この4つの国が有るこの大陸の名前をアスモデウス大陸と言うのよ」
「4つしか無いの?」
「小国を含めるともっと沢山あるわよ? ヨーイチに覚えられるかな?」
悪戯っぽい笑いをするレイ先生
「多分無理、他の大陸や魔族とかは?」
「魔族の国は別の大陸に有ると言われています、地図には載ってないの、どんな国でどんな魔族がいるかはわからないのよ。それこそ100年前にいた勇者様なら知ってるかもだけどね?」
ふむ、魔族の大陸は不明かあ。そう言えば、ファンタジーとかだと神国や聖都みたいな宗教的な国の名前が出てないよな? そう言うのは無いのかな?
「レイ先生、宗教色が強い国は無いの? 神国みたいな?」
レイ先生が驚いた表情を一瞬したが、直ぐにいつもの笑顔に戻って
「無いわ。ヨーイチここには師匠と私しかいない。他にこの世界の住人がいるところで神国の話はしてはだめよ?」
「何で?」
「禁忌だからとしか私は言えないの」
レイ先生は力無く笑っていた。
「禁忌? うーんまあいっか。じゃあ別の大陸に行く方法は無いの?」
禁忌って言っちゃだめって奴か? 何でだ? だけどレイ先生は話したくなさそうだしなあ。
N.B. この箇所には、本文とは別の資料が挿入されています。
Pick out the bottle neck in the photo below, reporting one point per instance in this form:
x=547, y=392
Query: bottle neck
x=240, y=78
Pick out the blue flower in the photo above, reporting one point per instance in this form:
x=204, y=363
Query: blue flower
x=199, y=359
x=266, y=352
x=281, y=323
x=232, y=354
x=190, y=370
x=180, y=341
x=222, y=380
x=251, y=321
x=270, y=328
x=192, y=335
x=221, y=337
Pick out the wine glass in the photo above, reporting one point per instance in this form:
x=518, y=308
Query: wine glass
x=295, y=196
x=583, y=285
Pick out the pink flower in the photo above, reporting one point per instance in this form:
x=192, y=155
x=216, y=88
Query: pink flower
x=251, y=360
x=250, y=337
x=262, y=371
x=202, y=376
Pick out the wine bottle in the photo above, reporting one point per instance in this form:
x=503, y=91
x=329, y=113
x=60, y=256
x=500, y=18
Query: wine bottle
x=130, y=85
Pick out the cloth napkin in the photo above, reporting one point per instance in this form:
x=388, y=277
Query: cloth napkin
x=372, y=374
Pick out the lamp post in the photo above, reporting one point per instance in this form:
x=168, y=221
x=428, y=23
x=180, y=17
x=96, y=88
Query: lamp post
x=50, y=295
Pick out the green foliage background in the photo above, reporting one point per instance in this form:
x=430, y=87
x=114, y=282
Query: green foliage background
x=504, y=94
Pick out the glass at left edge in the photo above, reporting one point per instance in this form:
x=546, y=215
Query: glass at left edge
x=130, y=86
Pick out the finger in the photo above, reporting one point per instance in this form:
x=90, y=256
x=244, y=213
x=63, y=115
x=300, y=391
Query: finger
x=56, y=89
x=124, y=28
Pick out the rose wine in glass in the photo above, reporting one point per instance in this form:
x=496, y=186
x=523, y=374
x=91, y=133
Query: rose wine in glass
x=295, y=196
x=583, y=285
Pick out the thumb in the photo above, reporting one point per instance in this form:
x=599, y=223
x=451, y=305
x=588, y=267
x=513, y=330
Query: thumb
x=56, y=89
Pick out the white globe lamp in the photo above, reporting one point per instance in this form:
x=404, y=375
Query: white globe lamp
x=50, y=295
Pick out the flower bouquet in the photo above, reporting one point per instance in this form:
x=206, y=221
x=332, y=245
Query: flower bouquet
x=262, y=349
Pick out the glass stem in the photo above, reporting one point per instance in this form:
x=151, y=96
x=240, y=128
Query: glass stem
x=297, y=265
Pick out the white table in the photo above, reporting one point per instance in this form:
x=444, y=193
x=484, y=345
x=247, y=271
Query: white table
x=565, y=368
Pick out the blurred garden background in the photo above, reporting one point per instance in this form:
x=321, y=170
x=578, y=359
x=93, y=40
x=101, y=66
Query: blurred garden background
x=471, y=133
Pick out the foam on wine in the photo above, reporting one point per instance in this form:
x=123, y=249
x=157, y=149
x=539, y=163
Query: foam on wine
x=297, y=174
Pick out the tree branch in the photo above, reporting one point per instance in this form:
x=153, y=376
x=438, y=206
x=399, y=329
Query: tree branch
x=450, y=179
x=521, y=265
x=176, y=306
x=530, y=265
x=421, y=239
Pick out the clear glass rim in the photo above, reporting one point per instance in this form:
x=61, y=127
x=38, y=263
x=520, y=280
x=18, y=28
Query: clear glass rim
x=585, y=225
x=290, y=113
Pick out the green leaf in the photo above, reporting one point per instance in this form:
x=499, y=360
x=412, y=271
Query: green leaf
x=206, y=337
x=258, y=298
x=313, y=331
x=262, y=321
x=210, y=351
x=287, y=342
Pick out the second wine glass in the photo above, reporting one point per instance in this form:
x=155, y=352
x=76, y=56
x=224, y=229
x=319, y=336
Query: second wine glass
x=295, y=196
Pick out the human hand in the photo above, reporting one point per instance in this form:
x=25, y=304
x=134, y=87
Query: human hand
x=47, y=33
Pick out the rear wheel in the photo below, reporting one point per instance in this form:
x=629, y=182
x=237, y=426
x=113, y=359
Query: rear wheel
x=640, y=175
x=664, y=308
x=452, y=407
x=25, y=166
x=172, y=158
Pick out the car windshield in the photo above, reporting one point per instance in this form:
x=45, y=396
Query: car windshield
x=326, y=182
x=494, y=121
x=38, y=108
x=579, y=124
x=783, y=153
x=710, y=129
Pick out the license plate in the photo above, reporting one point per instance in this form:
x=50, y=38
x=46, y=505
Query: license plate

「うーん船はあるだろうけど、そもそも他の大陸に行ったって話はあまり聞かないわねえ」
「ドラゴンとかに乗れたらすぐに行けそうじゃない?
「そう言う実験の為にワイバーンを飼い慣らしてるみたいだけど成果は上がってないみたい。先ずワイバーンが懐かないみたいなの」
あーワイバーンって爬虫類と同じかな? 爬虫類と同じなら慣れはするけど懐かないって言うしな。
「戦争とかは無いの?」
「小さい争いは有るけど戦争は無いわ。各国の武術を競う、武闘祭はあるけどね。」
戦争は無いのか、その辺は地球より良いな。武闘祭ってオリンピック的な奴かな?
「武闘祭で勝った国が有利になるとかないの?」
「あるわよ、有力な探索者や傭兵の育成に忙しいの。だから戦争何て無いのよ、そんな暇があったら鍛錬しないとだからね」
何と言う脳筋のための世界、脳筋やチート持ちには楽園なんだろうけど、ひ弱な俺からしたら迷惑な世界だ……。
「レイ先生、俺もっと強くなりたい。もしかしたら紗香さんや光一みたいに困っている転移者や転生者がいるかもしれない。助けてやりたいんだ」
「なら毎日ちゃんと修行しないとね?」
「もちろん!」
何だかんだ俺は修行が好きだ。前の世界でも修行漬けの毎日だったし。
♢
俺達はいつも通り畑仕事をしている
「光一女神の装備はどうしたんだ?」
「エレンさんに預けました」
光一が苦笑いをしている。何かあったのか?
「エレン爺に何かされたのか?」
「ドアの前で泣きながら装備を貸してくれって言われました、ちょっと怖かったです」
厳つい顔の爺さんが泣きながらドアの前にいるとか、ホラーだな。怖すぎる、夜トイレ行けなくなるわ!
「それは怖いな。あんな顔した奴がドアの前で泣き喚くとか嫌すぎる」
「はははは。なので装備はエレンさんに預けました。
「エレン爺いなら無理を通して破壊しそうだけどな、新しい素材だ! って言いながら」
バキーン!!
「すげえ音がしたな」
「ええ凄い音でしたね」
「エレン爺いさんの工房からだよな?」
「そうですね、凄く嫌な予感がします」
「奇遇だな俺もめちゃくちゃ嫌な予感がする」
2人は畑仕事を放り出し、エレン爺いの工房へ走った。